Attackers using Joomla servers with a vulnerable Google Maps plugin installed are launching distributed denial of service (DDoS) attacks, using reflection techniques.
Reflection DDoS attacks each take advantage of an Internet protocol or application vulnerability that allows DDoS attackers to reflect malicious traffic off a third-party server or device, hiding their identities and amplifying the amount of attack traffic in the process.
In this case, the company was able to identify more than 150,000 potential Joomla reflectors on the Internet. Although many of the servers appear to have been patched, reconfigured, locked or have had the plugin uninstalled, others remain vulnerable to use in the DDoS attacks.
"Vulnerabilities in web applications hosted by software-as-a-service providers continue to provide ammunition for criminal entrepreneurs,” said Stuart Scholly, senior vice president and general manager for the Security Business Unit at Akamai, in the advisory. “Now they are preying on a vulnerable Joomla plugin for which they've invented a new DDoS attack and DDoS-for-hire tool.”

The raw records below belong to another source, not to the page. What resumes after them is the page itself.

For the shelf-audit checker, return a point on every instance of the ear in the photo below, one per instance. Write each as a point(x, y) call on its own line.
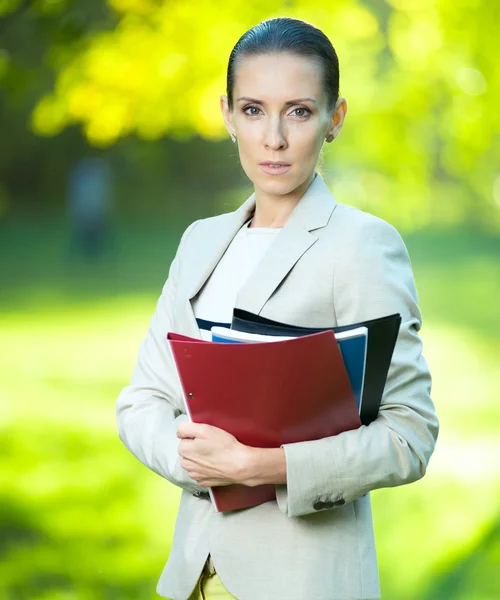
point(226, 114)
point(338, 117)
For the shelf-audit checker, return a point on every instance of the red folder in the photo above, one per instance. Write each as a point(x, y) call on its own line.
point(265, 394)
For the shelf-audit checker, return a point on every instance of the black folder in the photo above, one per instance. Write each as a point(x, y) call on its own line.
point(382, 336)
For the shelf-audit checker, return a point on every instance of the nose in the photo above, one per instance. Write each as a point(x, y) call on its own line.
point(275, 138)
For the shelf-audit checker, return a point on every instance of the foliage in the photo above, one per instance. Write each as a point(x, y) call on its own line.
point(421, 140)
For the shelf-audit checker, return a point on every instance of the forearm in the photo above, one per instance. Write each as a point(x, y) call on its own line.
point(148, 429)
point(264, 465)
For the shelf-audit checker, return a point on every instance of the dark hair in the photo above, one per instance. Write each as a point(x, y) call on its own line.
point(294, 36)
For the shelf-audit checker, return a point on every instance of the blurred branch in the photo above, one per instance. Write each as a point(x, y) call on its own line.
point(18, 12)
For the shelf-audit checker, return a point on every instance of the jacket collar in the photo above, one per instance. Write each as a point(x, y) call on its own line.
point(313, 211)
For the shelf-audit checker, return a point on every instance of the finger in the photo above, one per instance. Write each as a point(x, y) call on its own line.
point(187, 429)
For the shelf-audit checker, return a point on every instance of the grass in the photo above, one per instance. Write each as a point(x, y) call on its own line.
point(81, 519)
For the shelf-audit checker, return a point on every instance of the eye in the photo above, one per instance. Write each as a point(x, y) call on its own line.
point(301, 112)
point(254, 110)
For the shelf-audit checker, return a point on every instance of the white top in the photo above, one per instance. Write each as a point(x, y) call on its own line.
point(216, 299)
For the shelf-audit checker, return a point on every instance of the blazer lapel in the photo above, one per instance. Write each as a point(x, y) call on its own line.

In this case, Akamai said that a known vulnerability in a Google Maps plugin for Joomla allows the plugin to act as a proxy, or an intermediary server that processes a request and returns the result on behalf of someone else. Attackers spoof (fake) the source of the requests, causing the results to be sent from the proxy to someone else —i.e., to their denial-of-service target. The true source of the attack remains unknown, because the attack traffic appears to come from the Joomla servers.
“This is one more web application vulnerability in a sea of vulnerabilities —with no end in sight,” Scholly said. “Enterprises need to have a DDoS protection plan in place to mitigate denial-of-service traffic from the millions of cloud-based SaaS servers that can be used for DDoS."
With cooperation from PhishLabs' R.A.I.D, Akamai’s Prolexic Security Engineering & Research Team (PLXsert) matched DDoS signature traffic originating from multiple Joomla sites, which indicates vulnerable installations are being used en masse for reflected GET floods, a type of DDoS attack.
“Observed attack traffic and data suggest the attack is being offered on known DDoS-for-hire sites,” the firm reported.
PLXsert added that it mitigated a DDoS attack like this on behalf of an Akamai customer back in November, where the majority of the top attacking IP addresses originated from Germany. The same IP addresses that participated in this attack have participated in DDoS attacks against other Akamai customers in the industries of hosting, entertainment and consumer goods.
Refection-based DDoS attacks continue to gain in popularity. In the fourth quarter of 2014, Akamai's PLXsert count that 39% of all DDoS attack traffic employed reflection techniques.